In a bid to remain fresh and recharge his batteries, Di Ciano is closing down Perth’s Maurizio Restaurant in September after 17 years and opening No Menu in Highgate.
The Italian-born chef, who has worked around the world including London and Switzerland, said he was keen to move from fine dining to bespoke style.
Maurizio started out in 2001 at the back of the current Fitzgerald Street building with no sign and just serving lunch, before demand saw an expansion to dinners on weekends.
The business then moved to the front of the building in 2004 after some renovations.
Di Ciano said he had seen many changes throughout the years and he was prepared to adapt.
“From when I first arrived in Australia to today we’ve seen some changes; we’ve seen ups and downs with the economy and changes in people’s palette,” he said.
“We don’t want to be a boring restaurant, which we have probably been in the past, where for three or four months we have had the same menu.”
He said the shift from fine dining to bespoke style came from customer demand, which wanted a casual experience.
“We mainly did fine dining before, but I have found now that there’s a slow down on fine dining,” he said.

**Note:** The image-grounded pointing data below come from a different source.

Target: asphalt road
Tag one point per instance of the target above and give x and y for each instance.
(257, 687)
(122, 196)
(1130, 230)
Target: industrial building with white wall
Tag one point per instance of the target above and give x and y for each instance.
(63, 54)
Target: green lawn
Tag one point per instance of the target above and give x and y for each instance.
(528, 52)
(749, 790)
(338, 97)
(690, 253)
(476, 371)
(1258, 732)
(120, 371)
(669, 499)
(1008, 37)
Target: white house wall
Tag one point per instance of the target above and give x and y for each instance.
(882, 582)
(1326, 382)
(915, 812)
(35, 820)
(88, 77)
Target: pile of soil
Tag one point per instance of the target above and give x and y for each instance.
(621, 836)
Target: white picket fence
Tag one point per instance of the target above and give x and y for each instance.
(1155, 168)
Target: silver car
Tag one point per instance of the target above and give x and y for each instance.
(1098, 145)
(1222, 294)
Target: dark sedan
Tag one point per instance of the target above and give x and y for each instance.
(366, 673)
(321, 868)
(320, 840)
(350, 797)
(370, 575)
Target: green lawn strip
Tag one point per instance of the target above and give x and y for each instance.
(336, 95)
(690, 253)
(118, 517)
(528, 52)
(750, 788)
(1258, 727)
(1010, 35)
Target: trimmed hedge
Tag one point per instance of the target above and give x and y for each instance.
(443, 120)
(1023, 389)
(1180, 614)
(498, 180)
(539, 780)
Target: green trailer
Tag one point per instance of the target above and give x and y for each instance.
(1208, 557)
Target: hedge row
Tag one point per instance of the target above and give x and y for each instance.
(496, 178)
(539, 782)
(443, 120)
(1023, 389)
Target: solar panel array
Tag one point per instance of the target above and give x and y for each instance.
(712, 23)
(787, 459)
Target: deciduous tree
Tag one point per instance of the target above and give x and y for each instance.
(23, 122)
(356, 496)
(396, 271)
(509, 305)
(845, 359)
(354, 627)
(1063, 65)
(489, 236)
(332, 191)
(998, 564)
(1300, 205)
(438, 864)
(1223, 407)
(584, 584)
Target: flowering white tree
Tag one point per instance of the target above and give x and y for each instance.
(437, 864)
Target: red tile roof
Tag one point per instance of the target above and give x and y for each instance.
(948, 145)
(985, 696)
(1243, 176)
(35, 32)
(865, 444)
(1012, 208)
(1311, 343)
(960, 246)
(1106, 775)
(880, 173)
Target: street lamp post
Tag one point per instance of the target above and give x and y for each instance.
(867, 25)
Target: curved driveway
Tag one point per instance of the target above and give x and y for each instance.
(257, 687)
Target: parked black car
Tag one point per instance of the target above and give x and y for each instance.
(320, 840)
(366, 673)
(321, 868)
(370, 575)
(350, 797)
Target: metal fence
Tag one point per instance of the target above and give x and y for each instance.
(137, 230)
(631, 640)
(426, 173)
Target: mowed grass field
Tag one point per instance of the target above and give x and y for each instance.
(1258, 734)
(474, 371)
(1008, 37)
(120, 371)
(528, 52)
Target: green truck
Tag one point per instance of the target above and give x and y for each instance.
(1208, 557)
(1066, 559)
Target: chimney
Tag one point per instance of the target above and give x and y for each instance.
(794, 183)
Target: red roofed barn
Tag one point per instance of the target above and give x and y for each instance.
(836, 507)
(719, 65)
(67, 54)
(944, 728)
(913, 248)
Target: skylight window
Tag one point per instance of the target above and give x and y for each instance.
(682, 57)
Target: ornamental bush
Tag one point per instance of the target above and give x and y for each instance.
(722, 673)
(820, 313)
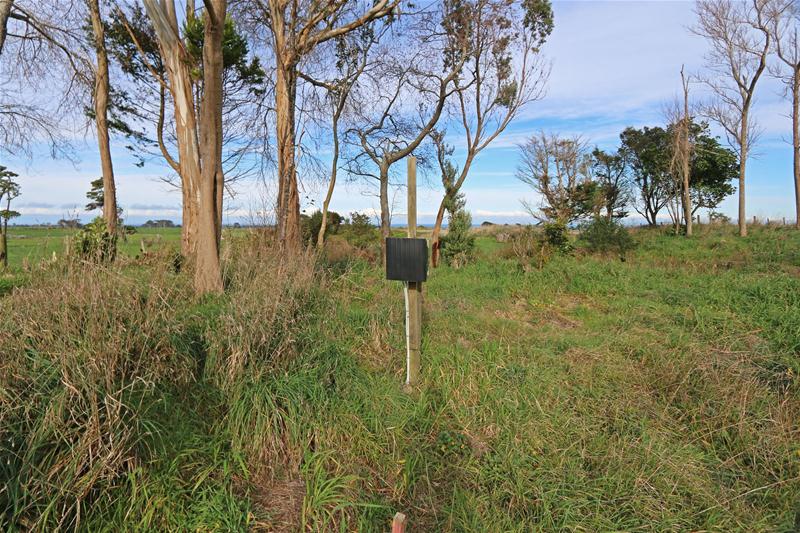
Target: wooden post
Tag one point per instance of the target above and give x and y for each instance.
(399, 523)
(414, 289)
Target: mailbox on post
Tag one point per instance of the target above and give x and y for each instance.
(406, 259)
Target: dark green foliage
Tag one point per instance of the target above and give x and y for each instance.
(647, 152)
(538, 20)
(556, 234)
(95, 243)
(604, 235)
(609, 171)
(359, 231)
(458, 245)
(713, 169)
(234, 52)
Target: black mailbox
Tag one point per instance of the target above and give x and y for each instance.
(406, 259)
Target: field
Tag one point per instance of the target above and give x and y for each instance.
(659, 393)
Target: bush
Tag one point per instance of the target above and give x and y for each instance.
(603, 235)
(556, 235)
(95, 243)
(458, 246)
(310, 225)
(360, 232)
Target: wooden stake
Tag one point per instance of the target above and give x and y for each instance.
(414, 289)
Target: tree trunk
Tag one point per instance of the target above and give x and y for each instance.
(208, 274)
(687, 198)
(101, 96)
(326, 203)
(288, 198)
(796, 142)
(385, 216)
(4, 245)
(437, 230)
(189, 162)
(742, 169)
(5, 11)
(437, 227)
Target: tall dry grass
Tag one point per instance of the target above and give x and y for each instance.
(84, 351)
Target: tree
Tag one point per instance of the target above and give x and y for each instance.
(296, 29)
(140, 108)
(713, 169)
(740, 39)
(609, 171)
(647, 153)
(411, 90)
(32, 48)
(504, 73)
(785, 19)
(351, 53)
(682, 153)
(95, 195)
(555, 167)
(9, 190)
(5, 14)
(198, 127)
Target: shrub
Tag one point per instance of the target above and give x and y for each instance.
(458, 246)
(360, 232)
(310, 225)
(603, 235)
(95, 243)
(556, 235)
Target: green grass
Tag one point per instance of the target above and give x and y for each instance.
(656, 394)
(32, 244)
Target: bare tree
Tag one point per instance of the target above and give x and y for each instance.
(296, 29)
(680, 122)
(5, 14)
(785, 19)
(740, 38)
(198, 129)
(555, 167)
(351, 55)
(411, 91)
(100, 97)
(505, 72)
(9, 189)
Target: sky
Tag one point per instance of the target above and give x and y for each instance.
(614, 64)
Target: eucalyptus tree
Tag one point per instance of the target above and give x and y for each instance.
(296, 28)
(785, 19)
(9, 190)
(142, 104)
(350, 56)
(504, 72)
(198, 124)
(647, 153)
(740, 39)
(418, 74)
(556, 168)
(41, 75)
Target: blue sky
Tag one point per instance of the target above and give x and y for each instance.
(614, 64)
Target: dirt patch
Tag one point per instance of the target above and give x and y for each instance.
(281, 501)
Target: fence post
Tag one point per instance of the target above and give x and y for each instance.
(414, 287)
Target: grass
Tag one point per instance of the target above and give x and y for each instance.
(659, 393)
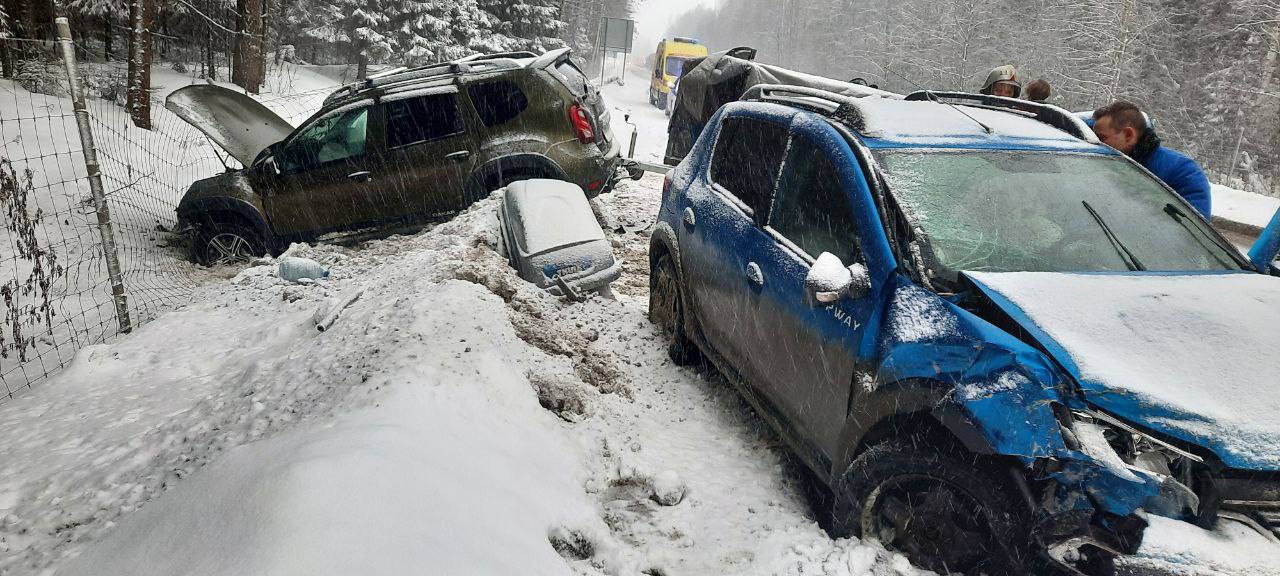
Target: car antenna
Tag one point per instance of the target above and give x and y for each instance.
(933, 97)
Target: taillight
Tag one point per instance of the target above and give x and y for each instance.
(581, 122)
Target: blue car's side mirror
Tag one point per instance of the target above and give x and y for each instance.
(1264, 251)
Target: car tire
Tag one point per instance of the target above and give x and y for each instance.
(667, 310)
(227, 242)
(946, 510)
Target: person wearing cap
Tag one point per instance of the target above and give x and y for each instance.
(1124, 127)
(1002, 81)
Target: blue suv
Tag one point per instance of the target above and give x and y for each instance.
(1000, 343)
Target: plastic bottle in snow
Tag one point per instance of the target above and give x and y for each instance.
(295, 269)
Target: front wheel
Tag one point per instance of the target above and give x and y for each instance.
(946, 510)
(667, 310)
(227, 243)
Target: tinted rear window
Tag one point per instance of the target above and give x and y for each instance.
(498, 101)
(812, 208)
(423, 119)
(748, 155)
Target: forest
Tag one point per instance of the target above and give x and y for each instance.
(237, 40)
(1203, 69)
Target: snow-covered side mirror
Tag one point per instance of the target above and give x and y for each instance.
(830, 279)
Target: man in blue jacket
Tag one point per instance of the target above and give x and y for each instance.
(1123, 127)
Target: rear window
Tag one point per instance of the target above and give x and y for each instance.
(498, 101)
(572, 77)
(423, 119)
(812, 208)
(746, 160)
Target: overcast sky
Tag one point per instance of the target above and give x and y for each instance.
(653, 16)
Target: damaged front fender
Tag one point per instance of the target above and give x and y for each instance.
(1008, 394)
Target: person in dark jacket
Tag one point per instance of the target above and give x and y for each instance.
(1121, 126)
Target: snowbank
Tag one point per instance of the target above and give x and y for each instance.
(474, 426)
(1244, 208)
(457, 469)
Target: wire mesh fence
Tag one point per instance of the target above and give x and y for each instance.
(54, 275)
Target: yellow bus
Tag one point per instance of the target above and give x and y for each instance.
(667, 63)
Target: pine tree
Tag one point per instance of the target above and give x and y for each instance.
(104, 12)
(530, 24)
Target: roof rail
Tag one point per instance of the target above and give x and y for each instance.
(519, 54)
(1045, 113)
(490, 63)
(837, 105)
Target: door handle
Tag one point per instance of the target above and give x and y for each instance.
(754, 274)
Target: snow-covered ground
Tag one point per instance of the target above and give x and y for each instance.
(1244, 208)
(144, 173)
(453, 420)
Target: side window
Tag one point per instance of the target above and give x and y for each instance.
(423, 119)
(812, 208)
(498, 101)
(746, 160)
(339, 136)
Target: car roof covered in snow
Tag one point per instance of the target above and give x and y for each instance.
(551, 215)
(941, 119)
(920, 123)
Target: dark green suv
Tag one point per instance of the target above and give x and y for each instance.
(400, 149)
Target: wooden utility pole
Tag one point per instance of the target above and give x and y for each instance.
(247, 69)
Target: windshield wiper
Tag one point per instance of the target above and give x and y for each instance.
(1129, 259)
(1178, 214)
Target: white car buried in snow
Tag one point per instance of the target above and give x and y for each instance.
(552, 238)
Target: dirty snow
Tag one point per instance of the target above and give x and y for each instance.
(1193, 342)
(231, 437)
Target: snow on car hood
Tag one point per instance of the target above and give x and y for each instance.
(1189, 355)
(242, 126)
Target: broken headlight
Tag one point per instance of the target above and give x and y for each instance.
(1124, 448)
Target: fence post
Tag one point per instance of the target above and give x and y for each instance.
(95, 177)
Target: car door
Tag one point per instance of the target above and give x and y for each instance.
(328, 174)
(720, 213)
(809, 352)
(429, 154)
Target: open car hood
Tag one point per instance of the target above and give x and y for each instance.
(242, 126)
(1193, 356)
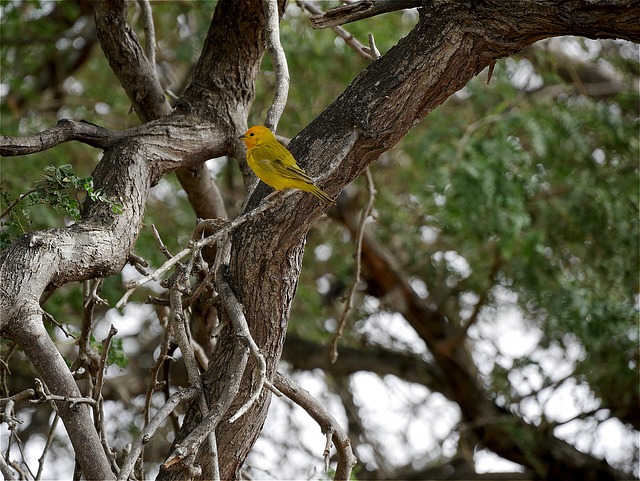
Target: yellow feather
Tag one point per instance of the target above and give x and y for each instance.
(274, 164)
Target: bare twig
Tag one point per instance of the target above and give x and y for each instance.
(190, 445)
(360, 10)
(238, 320)
(372, 50)
(47, 445)
(272, 24)
(98, 408)
(149, 32)
(328, 424)
(196, 245)
(183, 395)
(178, 325)
(349, 39)
(161, 246)
(348, 305)
(16, 398)
(64, 131)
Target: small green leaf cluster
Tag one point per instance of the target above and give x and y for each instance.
(59, 188)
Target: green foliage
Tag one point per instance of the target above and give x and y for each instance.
(59, 188)
(115, 355)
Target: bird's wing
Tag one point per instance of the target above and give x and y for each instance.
(291, 171)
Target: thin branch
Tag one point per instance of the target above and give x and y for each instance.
(190, 445)
(272, 26)
(239, 322)
(348, 306)
(349, 39)
(161, 246)
(196, 245)
(64, 131)
(372, 50)
(360, 10)
(177, 322)
(6, 471)
(180, 396)
(16, 398)
(15, 202)
(128, 61)
(149, 32)
(98, 409)
(346, 458)
(47, 445)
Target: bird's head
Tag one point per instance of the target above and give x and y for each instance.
(256, 135)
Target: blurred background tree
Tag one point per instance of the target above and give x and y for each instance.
(511, 211)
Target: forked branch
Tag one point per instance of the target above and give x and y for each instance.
(64, 131)
(328, 424)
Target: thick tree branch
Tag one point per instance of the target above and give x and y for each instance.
(128, 60)
(272, 16)
(64, 131)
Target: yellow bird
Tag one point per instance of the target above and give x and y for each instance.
(274, 164)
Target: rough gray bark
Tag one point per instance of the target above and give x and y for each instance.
(452, 42)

“Highgate is a busier suburb with more foot traffic and you can go more than once a week because it is affordable.”
The menu will change daily, dictated by what fresh produce is available on the day.
Di Ciano said some pressures would be alleviated for himself and staff, but others may be introduced.
“We are going to play with different dishes; each day one of the dishes would be the protagonist to offer as the dish of the day, but nevertheless we will have other choices,” he said.
“It will add pressure on day by day research and changing and moving the stock, but also it will reduce pressure because with a set menu you can have up to 40 dishes, and some of them don’t move and you have to make them move.
“With bespoke, we are looking at 20 dishes, maybe even 15.”
He said the change was as much about keeping up with demands as it was striking a healthy work life balance for himself.
Chef Maurizio Di Ciano celebrates his new restaurant.